Dependovirus; Biochemistry; Eukaryotic Cells; Genetics; Melanoma, Experimental; Mice, Mutant Strains; Medical Laboratory Science; Parvovirus; Erythrovirus; Oncolytic Virotherapy; Oncolytic Viruses; Mice; Bocavirus; Viral Structures; Immunomodulation
Molecular Virology: Virology laboratories
Our research efforts are directed at understanding the molecular mechanisms by which mammalian parvoviruses target particular cell types, express their genes, take over their host cells and replicate their own DNA. Eukaryotic and prokaryotic expression systems, coupled with directed mutagenesis, are currently being used to separate the various functions of the complex, multi-functional parvoviral gene products, in order to understand how the virus subverts the macromolecular metabolism of its target host cell to its own ends. We are currently applying this knowledge to the construction of vectors for transducing immunomodulatory genes into tumor cells as therapeutic strategy against cancer.

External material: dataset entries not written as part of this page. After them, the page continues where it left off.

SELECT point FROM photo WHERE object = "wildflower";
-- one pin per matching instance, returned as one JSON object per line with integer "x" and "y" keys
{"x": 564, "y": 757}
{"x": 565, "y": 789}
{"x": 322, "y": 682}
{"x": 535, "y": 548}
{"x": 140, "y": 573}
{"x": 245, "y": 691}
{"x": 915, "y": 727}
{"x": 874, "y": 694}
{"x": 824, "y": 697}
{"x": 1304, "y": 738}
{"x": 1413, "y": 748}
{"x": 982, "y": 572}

Specialized Terms: Biochemistry; Genetics; Parvoviruses; DNA replication; Gene therapy; Oncolytic virus; Vaccines; Vectors; Viral replication and vectors
Extensive Research DescriptionManipulating the oncoselectivity of parvoviruses in human tumor models
Most of the rodent parvoviruses will bind to and enter human cells with high efficiency, but fail to initiate gene expression, replicate their genomes, generate progeny or spread through the culture, unless the host cell is neoplastically transformed. As a consequence, these viruses are promising candidates as oncolytic agents for cancer therapy, particularly in situations where other treatments have proven ineffective. Our current efforts are directed toward understanding, at the molecular level, why cellular changes that accompany oncogenic transformation promote viral growth, and how we can use this knowledge to further improve the efficacy of the virus in tumor eradication. Since tumorigenesis normally involves loss of genomic integrity, tumor cells carry many mutations that are secondary to those causing the transformed phenotype. To avoid studying or selecting for viral traits that represent adaptations to such “collateral” transformed cell properties, we are using host cells that have been transformed in a stepwise fashion with activated oncogenes and/or tumor suppressor knock-downs. Currently we are exploring the contribution of the viral capsid and initiating promoter to the discrimination between normal and transformed cells, using stepwise transformed human fibroblasts and melanocytes, the latter being a model for malignant melanoma. These studies are directing strategies for selecting more oncotropic versions of these critical oncoselective elements, using gene shuffling and degenerate promoter library approaches.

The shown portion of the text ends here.